Montreal and Toronto went 1-1 against each other in the round robin with the former winning 6-1 to open the tournament, and Toronto pulling out a 4-3 win on Thursday.

Poulin led the Professional Women’s Hockey Player’s Association Secret Cup in scoring with five goals and six assists in five games.

Forty-eight participants had played on a national women’s team at some point in their careers and 21 were among 28 invited to congregate in Calgary in July to try out for Canada’s 2022 Olympic team.

The PWHPA rose from the collapse of the Canadian Women’s Hockey League folding two years ago.

The goal of the movement, which includes Canadian and U.S. national team stars, is a sustainable women’s professional league that provides the competitive supports the men’s pros get, and a living wage.

The PWHPA held a series of showcase tournaments and games in 2019-20 on both sides of the border under the banner of the Dream Gap Tour to garner support for their cause.

The cancellation of both the 2020 and 2021 women’s world hockey championship in Nova Scotia because of COVID-19, plus pandemic restrictions across Canada barring Dream Gap Tour events in 2020-21, created a women’s hockey desert for the country’s top players.

The Secret Cup offered the first elite women’s hockey games in Canada since a PWHPA tournament in Toronto in January 2020.

Montreal’s Bauer was able to skate together as a group this winter more than Toronto’s Sonnet and Calgary’s Scotiabank.

Because Montreal’s group included 17 players in the national women’s hockey team pool, Bauer obtained exemptions from the Quebec government to practise with more regularity than Toronto and Calgary.

Montreal also had a day of rest heading into Sunday’s final.
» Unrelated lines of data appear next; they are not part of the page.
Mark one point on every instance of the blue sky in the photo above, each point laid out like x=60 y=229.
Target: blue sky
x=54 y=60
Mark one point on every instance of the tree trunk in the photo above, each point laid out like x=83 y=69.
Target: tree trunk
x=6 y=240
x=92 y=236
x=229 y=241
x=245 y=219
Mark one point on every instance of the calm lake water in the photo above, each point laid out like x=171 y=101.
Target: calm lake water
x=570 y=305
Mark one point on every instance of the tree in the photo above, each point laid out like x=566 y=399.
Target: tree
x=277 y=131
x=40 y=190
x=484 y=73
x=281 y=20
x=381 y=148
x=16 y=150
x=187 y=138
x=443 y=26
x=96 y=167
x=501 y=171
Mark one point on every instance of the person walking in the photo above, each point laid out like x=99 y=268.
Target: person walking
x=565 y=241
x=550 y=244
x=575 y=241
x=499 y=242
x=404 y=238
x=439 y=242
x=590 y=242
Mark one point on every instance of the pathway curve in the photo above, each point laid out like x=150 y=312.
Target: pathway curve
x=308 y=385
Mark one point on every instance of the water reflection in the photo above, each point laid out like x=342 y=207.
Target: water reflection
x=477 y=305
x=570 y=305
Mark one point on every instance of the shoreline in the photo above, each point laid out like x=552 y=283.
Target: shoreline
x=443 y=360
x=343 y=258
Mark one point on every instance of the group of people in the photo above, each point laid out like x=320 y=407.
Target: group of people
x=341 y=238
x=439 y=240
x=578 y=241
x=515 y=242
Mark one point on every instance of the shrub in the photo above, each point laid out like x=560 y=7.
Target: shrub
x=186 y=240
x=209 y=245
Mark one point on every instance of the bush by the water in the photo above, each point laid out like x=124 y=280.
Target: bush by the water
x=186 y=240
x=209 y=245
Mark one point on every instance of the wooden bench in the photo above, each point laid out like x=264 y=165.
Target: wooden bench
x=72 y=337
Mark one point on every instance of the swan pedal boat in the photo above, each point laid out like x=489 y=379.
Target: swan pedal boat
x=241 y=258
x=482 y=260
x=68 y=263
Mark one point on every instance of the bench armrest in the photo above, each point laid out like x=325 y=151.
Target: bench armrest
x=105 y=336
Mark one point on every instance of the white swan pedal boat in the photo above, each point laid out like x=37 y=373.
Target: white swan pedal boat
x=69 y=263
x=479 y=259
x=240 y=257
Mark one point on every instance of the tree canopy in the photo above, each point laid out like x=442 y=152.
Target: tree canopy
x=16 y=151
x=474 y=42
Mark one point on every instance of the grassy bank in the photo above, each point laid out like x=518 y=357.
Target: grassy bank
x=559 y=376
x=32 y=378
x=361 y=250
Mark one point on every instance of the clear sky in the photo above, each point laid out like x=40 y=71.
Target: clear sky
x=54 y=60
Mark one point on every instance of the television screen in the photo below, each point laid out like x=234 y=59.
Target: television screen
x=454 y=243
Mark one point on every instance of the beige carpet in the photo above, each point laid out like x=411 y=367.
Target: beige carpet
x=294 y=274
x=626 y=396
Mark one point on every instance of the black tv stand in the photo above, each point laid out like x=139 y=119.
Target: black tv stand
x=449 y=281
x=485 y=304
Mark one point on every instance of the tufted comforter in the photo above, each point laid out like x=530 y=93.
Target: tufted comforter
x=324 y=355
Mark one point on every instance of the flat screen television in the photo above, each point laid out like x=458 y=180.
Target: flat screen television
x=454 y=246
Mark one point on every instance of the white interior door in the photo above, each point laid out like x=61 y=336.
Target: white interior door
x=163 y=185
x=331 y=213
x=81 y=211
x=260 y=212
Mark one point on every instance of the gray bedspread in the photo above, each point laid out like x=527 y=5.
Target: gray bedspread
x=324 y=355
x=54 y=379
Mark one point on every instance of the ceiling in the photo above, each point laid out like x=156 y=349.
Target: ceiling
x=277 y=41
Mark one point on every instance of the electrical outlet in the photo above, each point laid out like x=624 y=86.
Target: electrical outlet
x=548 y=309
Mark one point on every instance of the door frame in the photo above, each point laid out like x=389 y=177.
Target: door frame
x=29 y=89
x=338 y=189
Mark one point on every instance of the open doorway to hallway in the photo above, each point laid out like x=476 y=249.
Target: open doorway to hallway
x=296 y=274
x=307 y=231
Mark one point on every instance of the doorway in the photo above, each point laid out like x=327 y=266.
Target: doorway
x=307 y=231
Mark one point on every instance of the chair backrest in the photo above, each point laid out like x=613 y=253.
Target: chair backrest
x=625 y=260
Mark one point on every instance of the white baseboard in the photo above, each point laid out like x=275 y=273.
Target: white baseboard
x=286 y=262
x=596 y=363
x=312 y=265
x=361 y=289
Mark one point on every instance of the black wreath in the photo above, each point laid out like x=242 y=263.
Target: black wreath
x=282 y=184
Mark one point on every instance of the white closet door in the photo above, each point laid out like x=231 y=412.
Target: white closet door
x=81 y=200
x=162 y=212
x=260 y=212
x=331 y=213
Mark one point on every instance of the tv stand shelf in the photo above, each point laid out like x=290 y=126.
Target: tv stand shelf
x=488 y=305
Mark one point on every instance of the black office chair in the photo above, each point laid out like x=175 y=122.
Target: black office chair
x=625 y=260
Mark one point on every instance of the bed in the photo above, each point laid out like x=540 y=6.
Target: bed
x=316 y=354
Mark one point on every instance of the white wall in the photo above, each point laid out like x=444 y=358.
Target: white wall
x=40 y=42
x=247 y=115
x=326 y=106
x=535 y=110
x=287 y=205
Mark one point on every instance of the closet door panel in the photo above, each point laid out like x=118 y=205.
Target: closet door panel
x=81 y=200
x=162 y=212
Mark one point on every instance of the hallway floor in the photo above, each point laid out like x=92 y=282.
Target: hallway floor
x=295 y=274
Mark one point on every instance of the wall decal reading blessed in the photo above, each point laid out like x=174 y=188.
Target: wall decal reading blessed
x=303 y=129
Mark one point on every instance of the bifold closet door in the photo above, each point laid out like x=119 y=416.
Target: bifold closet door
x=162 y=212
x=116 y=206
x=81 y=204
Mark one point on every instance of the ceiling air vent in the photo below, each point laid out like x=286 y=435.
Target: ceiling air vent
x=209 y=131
Toronto played its second game in as many days following a 3-2 loss to Calgary on Saturday.

The score was tied 2-2 heading into the third.

Toronto didn’t produce a go-ahead goal out of a pair of power-play chances before Poulin made it 3-2 at 14:28. Eldridge gathered her own rebound and from the mid-boards fed Poulin for the one-timer.

After a goal-free first period, Montreal’s Eldridge scored the game’s first goal, batting a second rebound past Tiley’s outstretched pad at 4:43 of the second.

Montreal led 2-0 on a Dubois goal at 11:29. The puck squirted out to Dubois during a goal-mouth scramble. She had time to go backhand to forehand over a sprawling Tiley.

Toronto’s Nurse halved the deficit 18 seconds later. Nurse’s shot from the high slot deflected off Desbiens’ blocker and over the goaltender’s head into the net.

Jenner pulled Toronto even with 23 seconds remaining in the second period. Nurse won the offensive-zone draw to send the puck back to Jenner, who used the screen to beat Desbiens far side.

Desbiens foiled a pair of two-on-one chances involving Natalie Spooner and Loren Gabel in the opening period.

Alberta health authorities approved PWHPA’s pandemic protocols adopted from Hockey Canada’s for this year’s world junior men’s hockey championship in Edmonton.

Sportsnet carried the final three games and streamed all seven.